Langswap open-sources video dubbing pipeline combining Whisper, Gemma, and OmniVoice
Langswap released its full production video translation pipeline on GitHub, combining speech separation, Whisper ASR, Gemma-4-E2B translation, and OmniVoice synthesis to automate multilingual dubbing.

Langswap released its full production video translation pipeline on GitHub this week, opening the code that powers its dubbing service at langswap.app. The system automates multilingual video translation by separating speech from background audio, translating dialogue with length-matching constraints, and synthesizing new speech that preserves the original speaker's characteristics.
The workflow splits incoming audio into speech and background sound, preserving music and ambient noise untouched. Whisper handles speech recognition, with voice activity detection refining segment boundaries and assigning speaker labels. Translation runs through Gemma-4-E2B with a vowel-count check — if the translated text diverges too far in length from the source, the model retries once or twice to tighten the match. This constraint prevents the dubbed audio from falling out of sync with lip movements.
Pipeline components
OmniVoice generates the new speech, using the original audio segment as a reference for prosody and speaker characteristics.
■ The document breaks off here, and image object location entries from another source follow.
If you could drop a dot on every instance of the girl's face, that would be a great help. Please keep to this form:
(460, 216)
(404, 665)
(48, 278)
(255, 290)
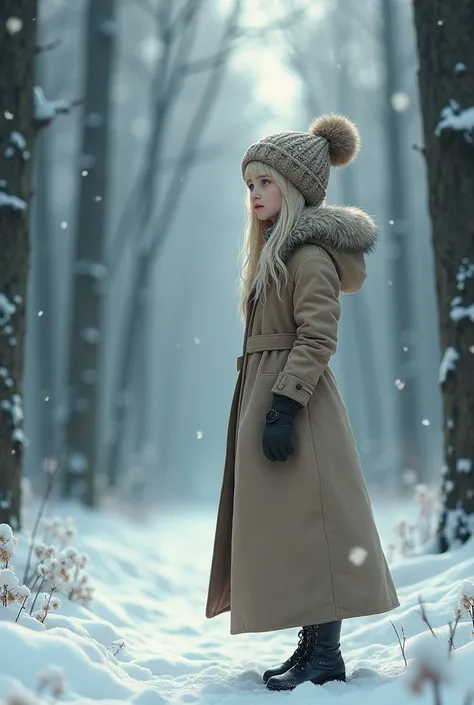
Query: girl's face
(265, 197)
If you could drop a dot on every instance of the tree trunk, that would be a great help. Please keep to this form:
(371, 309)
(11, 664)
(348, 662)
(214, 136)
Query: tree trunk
(17, 62)
(446, 79)
(86, 324)
(361, 370)
(408, 421)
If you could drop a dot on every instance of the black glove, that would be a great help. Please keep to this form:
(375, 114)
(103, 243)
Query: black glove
(277, 440)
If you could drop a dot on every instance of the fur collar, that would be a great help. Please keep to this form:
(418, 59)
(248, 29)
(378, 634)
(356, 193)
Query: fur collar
(344, 229)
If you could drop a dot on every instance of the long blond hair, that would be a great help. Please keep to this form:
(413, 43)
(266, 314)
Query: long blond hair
(260, 262)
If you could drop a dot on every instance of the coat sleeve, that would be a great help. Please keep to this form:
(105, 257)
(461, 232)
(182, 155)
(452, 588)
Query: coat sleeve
(316, 311)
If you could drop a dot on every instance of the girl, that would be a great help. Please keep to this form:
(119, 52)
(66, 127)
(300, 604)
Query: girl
(296, 543)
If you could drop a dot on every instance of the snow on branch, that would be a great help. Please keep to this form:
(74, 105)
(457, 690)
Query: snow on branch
(45, 111)
(8, 201)
(453, 118)
(48, 47)
(448, 363)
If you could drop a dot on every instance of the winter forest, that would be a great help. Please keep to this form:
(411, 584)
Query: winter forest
(123, 124)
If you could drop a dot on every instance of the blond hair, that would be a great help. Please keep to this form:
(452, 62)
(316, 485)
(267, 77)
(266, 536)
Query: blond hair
(260, 262)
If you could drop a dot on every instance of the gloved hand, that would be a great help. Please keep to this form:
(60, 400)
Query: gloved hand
(277, 440)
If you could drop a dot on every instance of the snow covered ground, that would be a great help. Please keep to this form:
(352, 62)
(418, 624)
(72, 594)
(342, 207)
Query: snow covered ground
(150, 580)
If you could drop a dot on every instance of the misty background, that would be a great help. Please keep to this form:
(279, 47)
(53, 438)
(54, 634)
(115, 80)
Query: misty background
(170, 229)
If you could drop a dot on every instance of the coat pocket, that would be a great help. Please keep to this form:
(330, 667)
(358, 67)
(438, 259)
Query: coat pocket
(273, 361)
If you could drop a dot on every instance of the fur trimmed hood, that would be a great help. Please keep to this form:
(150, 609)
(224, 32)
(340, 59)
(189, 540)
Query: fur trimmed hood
(346, 232)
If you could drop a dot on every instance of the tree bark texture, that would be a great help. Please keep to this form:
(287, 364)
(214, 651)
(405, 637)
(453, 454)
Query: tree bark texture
(407, 417)
(89, 271)
(446, 80)
(17, 62)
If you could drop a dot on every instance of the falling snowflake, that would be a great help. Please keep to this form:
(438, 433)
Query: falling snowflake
(357, 555)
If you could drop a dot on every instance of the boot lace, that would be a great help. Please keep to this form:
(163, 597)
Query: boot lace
(301, 643)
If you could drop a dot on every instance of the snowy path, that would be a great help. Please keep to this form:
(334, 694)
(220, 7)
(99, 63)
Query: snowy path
(150, 588)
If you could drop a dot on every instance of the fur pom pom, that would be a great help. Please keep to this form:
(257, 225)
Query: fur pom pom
(342, 136)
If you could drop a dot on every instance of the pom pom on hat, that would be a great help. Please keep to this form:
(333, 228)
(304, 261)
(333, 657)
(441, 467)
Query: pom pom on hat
(342, 136)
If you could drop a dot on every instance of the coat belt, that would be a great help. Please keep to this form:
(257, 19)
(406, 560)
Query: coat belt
(277, 341)
(260, 343)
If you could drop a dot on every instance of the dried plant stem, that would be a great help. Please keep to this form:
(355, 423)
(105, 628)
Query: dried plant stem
(452, 632)
(424, 617)
(402, 645)
(47, 606)
(437, 693)
(71, 591)
(39, 516)
(21, 609)
(36, 597)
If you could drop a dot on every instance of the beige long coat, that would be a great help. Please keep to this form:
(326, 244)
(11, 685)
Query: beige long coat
(296, 541)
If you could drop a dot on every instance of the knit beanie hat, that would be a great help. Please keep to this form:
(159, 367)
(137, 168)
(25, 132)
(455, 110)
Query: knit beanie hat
(305, 158)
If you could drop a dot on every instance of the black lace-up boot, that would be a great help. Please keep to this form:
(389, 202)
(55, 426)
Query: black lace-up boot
(290, 662)
(320, 661)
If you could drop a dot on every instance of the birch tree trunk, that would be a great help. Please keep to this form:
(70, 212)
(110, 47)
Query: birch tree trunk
(446, 81)
(89, 271)
(407, 417)
(17, 64)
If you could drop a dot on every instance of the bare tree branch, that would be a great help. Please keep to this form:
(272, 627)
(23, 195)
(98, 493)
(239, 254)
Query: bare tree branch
(156, 233)
(165, 91)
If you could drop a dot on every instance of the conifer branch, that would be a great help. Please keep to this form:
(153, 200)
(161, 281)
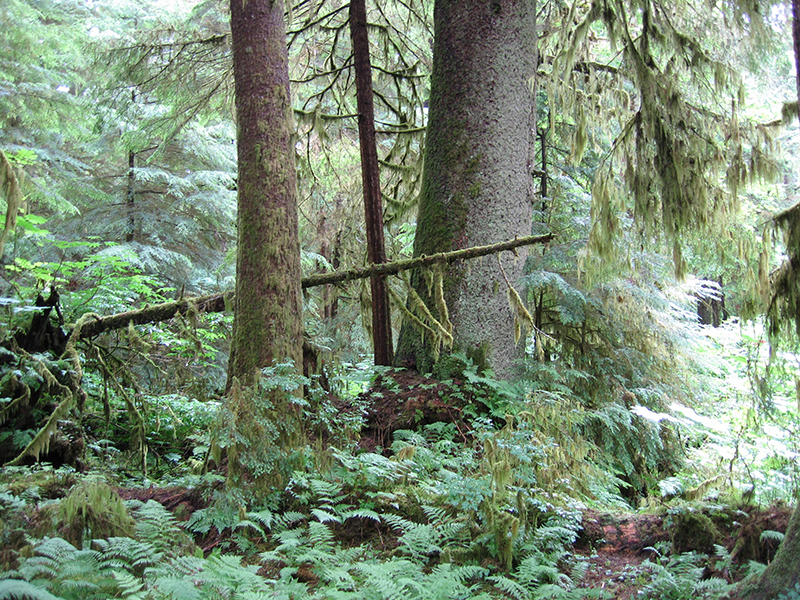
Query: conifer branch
(218, 302)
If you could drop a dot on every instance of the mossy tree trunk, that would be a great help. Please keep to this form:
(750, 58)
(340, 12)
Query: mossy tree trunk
(268, 304)
(477, 185)
(783, 573)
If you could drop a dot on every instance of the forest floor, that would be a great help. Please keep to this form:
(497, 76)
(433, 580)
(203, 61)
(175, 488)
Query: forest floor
(615, 544)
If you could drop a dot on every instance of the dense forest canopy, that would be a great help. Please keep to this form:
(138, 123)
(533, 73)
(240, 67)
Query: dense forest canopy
(652, 151)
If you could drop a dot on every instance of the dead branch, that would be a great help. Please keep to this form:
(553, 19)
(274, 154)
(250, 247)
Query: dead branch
(218, 302)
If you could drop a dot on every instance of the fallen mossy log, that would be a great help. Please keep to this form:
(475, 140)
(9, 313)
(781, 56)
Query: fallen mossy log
(218, 302)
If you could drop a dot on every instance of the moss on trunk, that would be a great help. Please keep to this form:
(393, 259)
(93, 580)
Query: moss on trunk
(476, 187)
(783, 573)
(268, 303)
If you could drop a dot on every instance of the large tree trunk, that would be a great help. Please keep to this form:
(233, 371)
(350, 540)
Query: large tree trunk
(268, 323)
(477, 187)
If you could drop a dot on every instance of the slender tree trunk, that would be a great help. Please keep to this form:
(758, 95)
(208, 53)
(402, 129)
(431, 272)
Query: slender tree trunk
(130, 197)
(268, 303)
(130, 193)
(370, 177)
(476, 188)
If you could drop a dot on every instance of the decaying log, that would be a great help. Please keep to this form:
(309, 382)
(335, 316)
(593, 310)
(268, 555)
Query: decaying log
(218, 302)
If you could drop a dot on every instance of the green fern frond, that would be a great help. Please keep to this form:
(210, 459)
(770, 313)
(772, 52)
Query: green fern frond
(510, 587)
(324, 516)
(15, 589)
(159, 527)
(769, 534)
(362, 513)
(130, 587)
(119, 553)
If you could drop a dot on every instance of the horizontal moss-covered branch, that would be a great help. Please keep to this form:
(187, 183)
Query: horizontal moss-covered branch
(219, 302)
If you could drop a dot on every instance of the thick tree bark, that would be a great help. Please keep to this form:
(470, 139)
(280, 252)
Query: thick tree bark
(476, 186)
(370, 177)
(219, 302)
(268, 323)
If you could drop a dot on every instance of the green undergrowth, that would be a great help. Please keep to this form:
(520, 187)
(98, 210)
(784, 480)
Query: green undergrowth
(489, 506)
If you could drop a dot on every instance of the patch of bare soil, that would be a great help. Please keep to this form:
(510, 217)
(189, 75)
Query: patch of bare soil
(407, 400)
(616, 545)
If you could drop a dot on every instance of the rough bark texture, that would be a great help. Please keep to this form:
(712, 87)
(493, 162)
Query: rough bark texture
(370, 177)
(95, 324)
(268, 323)
(268, 304)
(477, 187)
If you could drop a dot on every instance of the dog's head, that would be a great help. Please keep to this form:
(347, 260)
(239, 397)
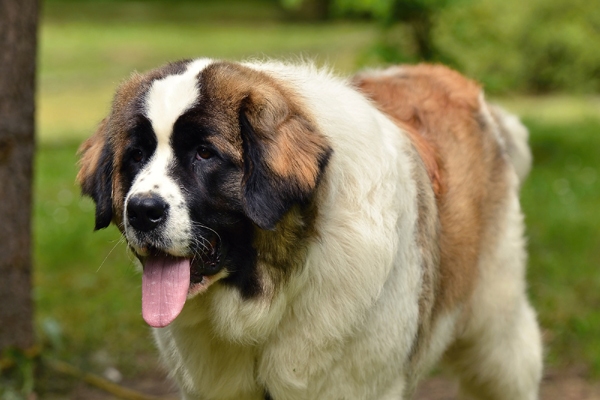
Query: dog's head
(193, 159)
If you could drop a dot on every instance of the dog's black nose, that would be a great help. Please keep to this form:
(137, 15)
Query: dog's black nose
(146, 212)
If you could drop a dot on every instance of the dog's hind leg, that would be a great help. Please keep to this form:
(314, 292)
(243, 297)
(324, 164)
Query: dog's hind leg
(498, 355)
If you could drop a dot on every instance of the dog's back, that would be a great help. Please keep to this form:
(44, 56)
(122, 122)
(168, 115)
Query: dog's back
(476, 156)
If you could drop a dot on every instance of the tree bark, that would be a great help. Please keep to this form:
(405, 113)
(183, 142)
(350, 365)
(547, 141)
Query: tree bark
(18, 40)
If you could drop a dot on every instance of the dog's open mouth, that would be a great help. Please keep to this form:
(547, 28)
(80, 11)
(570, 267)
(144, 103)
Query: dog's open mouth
(168, 281)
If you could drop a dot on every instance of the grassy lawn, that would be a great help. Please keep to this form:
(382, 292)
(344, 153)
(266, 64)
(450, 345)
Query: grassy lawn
(87, 291)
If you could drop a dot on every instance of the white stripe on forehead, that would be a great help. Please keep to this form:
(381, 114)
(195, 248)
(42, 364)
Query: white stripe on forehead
(171, 96)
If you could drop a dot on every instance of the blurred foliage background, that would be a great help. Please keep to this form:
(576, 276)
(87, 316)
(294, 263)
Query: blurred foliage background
(538, 58)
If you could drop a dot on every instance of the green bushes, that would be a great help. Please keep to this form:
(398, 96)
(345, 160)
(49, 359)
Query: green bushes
(535, 46)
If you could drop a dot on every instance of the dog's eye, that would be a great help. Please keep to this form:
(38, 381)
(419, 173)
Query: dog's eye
(137, 155)
(204, 153)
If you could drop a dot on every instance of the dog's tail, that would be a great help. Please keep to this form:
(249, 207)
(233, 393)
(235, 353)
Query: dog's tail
(516, 136)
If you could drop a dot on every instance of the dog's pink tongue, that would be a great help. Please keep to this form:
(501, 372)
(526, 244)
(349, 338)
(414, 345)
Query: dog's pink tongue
(165, 285)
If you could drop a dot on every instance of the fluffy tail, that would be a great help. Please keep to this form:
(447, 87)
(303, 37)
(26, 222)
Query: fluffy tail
(516, 136)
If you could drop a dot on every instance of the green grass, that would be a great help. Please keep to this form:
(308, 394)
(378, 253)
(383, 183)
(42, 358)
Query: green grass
(561, 201)
(86, 283)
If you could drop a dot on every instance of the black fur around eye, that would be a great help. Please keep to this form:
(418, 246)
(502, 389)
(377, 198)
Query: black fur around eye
(204, 153)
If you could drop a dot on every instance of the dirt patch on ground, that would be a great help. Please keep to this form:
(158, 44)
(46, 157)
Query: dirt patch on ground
(569, 384)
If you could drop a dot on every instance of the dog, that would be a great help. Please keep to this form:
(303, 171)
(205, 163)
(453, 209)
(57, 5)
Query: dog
(305, 236)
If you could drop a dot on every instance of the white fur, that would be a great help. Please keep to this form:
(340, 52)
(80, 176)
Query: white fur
(345, 324)
(167, 99)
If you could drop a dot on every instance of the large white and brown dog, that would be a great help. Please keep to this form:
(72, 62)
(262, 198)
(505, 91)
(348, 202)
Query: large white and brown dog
(307, 237)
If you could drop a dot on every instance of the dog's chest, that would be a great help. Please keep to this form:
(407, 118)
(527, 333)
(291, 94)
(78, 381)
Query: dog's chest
(207, 367)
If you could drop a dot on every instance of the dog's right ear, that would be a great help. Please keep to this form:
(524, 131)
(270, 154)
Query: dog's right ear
(95, 174)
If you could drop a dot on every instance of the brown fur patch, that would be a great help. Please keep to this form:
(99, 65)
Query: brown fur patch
(292, 144)
(442, 107)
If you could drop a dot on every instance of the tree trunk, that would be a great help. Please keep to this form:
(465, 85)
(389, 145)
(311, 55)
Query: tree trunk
(18, 34)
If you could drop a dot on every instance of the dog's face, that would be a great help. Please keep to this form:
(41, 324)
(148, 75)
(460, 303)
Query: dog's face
(193, 160)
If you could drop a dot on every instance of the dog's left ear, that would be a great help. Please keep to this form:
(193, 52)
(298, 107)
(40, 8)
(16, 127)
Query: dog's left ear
(95, 174)
(284, 155)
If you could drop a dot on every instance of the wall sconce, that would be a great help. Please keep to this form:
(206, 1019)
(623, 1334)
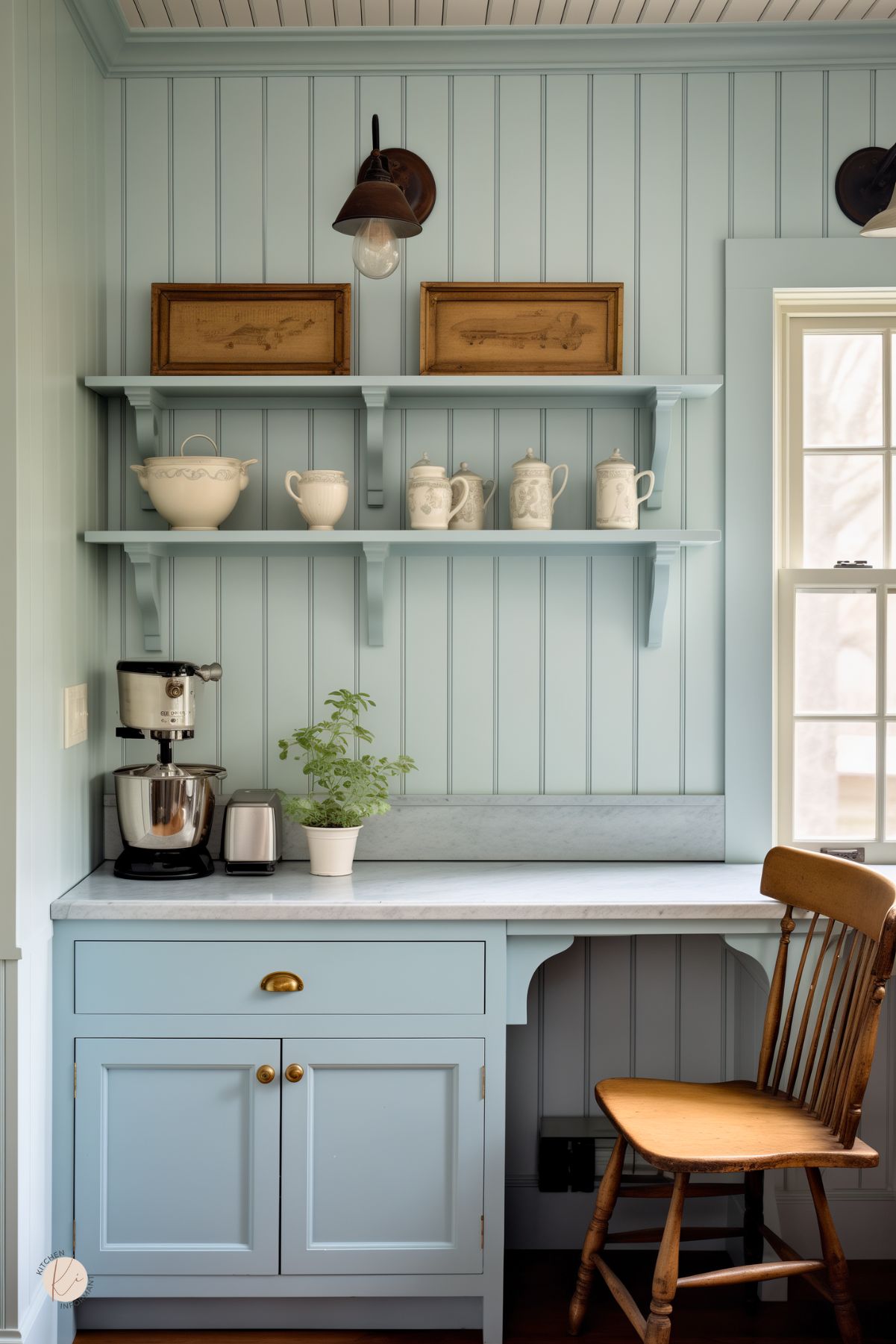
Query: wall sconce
(865, 190)
(394, 196)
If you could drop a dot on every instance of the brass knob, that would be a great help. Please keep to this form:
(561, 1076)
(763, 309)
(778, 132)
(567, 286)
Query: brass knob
(283, 981)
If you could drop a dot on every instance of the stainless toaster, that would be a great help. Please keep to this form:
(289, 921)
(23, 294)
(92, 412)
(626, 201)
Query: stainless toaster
(253, 831)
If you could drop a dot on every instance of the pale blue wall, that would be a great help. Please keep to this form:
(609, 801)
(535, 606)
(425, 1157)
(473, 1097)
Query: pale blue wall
(51, 281)
(512, 676)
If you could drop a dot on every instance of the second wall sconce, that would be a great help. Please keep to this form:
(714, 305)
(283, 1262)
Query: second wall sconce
(394, 194)
(865, 190)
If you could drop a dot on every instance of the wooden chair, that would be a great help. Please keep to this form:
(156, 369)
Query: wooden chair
(803, 1109)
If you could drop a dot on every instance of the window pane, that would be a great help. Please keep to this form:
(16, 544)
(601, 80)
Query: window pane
(889, 825)
(842, 389)
(833, 781)
(836, 652)
(842, 510)
(891, 654)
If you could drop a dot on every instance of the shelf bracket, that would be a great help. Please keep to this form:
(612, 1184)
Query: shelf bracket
(145, 406)
(147, 581)
(662, 405)
(375, 404)
(660, 575)
(375, 558)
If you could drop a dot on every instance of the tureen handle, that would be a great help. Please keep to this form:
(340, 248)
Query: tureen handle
(198, 436)
(289, 488)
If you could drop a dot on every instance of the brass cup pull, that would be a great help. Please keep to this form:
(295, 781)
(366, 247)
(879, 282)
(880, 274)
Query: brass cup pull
(283, 981)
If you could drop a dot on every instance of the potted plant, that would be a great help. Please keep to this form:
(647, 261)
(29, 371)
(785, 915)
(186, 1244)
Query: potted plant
(347, 788)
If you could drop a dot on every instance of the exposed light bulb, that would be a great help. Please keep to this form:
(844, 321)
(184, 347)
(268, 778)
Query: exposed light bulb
(375, 249)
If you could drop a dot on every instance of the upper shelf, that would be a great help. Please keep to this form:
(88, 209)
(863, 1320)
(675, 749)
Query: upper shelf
(374, 393)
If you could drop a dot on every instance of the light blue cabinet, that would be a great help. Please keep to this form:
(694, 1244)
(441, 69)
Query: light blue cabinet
(176, 1156)
(382, 1151)
(369, 1191)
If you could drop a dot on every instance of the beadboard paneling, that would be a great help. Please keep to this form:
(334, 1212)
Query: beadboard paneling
(498, 676)
(51, 284)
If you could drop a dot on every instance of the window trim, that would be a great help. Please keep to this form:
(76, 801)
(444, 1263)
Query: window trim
(756, 270)
(839, 312)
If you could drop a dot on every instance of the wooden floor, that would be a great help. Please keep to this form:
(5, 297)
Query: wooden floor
(539, 1283)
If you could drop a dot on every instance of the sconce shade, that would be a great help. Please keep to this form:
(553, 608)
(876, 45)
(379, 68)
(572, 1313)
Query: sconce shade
(884, 223)
(372, 199)
(864, 190)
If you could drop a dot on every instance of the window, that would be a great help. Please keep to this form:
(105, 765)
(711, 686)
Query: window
(837, 625)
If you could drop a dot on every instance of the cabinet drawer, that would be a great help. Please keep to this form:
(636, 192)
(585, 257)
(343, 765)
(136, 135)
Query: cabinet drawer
(225, 978)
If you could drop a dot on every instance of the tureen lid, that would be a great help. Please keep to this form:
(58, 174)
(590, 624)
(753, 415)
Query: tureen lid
(531, 460)
(426, 466)
(615, 460)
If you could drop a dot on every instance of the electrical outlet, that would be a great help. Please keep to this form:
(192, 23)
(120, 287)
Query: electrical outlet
(75, 716)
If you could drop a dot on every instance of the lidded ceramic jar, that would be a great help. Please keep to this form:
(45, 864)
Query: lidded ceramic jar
(531, 499)
(615, 498)
(429, 495)
(472, 515)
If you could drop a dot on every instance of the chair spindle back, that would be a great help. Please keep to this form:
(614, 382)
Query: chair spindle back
(818, 1050)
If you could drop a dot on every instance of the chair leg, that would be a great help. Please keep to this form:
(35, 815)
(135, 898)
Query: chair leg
(665, 1276)
(597, 1234)
(835, 1263)
(754, 1243)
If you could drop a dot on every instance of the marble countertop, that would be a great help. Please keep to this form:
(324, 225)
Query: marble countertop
(413, 890)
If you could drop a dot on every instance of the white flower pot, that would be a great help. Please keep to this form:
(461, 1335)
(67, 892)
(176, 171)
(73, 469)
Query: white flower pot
(332, 850)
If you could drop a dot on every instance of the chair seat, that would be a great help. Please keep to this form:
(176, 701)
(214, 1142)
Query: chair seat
(721, 1127)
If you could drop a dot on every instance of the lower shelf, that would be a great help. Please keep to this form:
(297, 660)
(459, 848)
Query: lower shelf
(147, 551)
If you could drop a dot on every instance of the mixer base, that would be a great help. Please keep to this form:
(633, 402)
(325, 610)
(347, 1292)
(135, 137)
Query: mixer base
(164, 864)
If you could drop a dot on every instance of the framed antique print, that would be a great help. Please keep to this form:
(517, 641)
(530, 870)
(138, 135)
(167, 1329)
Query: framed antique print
(527, 328)
(251, 328)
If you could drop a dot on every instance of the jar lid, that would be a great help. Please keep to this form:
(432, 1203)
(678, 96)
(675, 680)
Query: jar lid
(531, 460)
(615, 460)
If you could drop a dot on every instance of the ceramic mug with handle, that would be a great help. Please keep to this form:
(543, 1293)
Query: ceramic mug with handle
(322, 498)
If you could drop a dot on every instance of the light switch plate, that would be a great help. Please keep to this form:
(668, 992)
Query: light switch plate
(75, 716)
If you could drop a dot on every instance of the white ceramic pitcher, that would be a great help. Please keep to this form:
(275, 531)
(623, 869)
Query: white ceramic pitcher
(615, 495)
(429, 495)
(472, 515)
(531, 499)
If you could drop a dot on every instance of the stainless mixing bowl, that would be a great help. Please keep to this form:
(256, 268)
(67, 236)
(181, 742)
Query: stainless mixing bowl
(167, 810)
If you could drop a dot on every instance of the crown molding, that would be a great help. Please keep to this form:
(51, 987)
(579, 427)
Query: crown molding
(120, 50)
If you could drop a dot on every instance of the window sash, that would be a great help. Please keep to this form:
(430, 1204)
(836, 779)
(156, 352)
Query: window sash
(793, 421)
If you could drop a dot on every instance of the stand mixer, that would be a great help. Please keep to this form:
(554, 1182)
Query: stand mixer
(164, 810)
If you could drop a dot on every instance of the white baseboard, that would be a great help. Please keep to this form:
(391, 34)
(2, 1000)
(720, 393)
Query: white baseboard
(38, 1324)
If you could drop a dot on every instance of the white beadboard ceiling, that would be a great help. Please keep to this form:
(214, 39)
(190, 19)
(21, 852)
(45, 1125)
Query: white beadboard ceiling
(451, 13)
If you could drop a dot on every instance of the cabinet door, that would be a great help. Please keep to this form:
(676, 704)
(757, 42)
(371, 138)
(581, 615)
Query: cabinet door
(382, 1157)
(176, 1156)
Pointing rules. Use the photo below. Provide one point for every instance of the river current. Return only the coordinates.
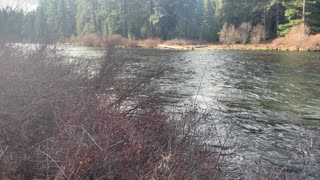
(273, 99)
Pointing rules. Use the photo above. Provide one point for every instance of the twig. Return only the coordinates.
(92, 139)
(5, 152)
(61, 170)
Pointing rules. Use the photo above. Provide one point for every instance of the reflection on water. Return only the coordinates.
(274, 97)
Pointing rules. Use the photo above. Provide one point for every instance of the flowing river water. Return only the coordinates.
(273, 98)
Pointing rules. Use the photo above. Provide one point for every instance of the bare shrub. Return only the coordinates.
(244, 32)
(258, 34)
(228, 34)
(297, 35)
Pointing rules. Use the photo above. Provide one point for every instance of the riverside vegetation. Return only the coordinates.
(145, 23)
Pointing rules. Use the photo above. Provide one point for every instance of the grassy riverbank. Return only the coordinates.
(310, 43)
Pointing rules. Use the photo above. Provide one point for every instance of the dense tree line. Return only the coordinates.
(166, 19)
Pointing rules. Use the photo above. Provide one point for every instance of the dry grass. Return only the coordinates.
(55, 123)
(149, 43)
(181, 42)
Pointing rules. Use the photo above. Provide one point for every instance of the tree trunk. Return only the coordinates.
(304, 11)
(94, 16)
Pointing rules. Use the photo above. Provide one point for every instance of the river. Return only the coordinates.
(273, 98)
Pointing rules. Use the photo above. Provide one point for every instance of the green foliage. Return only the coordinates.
(55, 20)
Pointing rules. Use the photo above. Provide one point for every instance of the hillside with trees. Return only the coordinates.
(58, 20)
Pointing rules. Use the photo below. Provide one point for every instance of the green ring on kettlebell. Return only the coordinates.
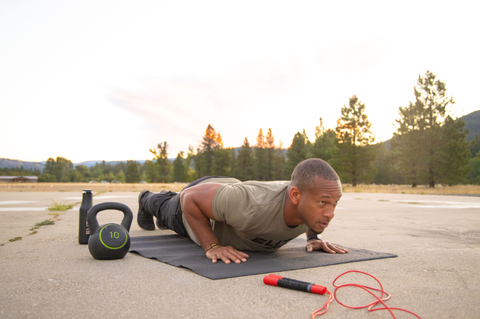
(100, 236)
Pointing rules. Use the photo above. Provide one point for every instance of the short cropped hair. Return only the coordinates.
(303, 176)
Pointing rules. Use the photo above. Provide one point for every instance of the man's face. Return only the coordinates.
(316, 207)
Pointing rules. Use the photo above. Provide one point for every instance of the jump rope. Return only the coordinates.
(276, 280)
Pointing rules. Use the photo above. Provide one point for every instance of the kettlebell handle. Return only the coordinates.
(92, 215)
The system then swaps the audio track back into the video and stamps a watermark indicating Langswap translation. The codebase includes modules for speech-to-text management, ASR with VAD, translation via llama.cpp, OmniVoice TTS, and FFmpeg video assembly.
The maintainer notes that earlier iterations carried more proprietary logic around text-to-speech systems and length control, but the current release strips most of that complexity to simplify contributions and lower the barrier to forking or extending the pipeline. The repository is live at github.com/langswap-app/langswap.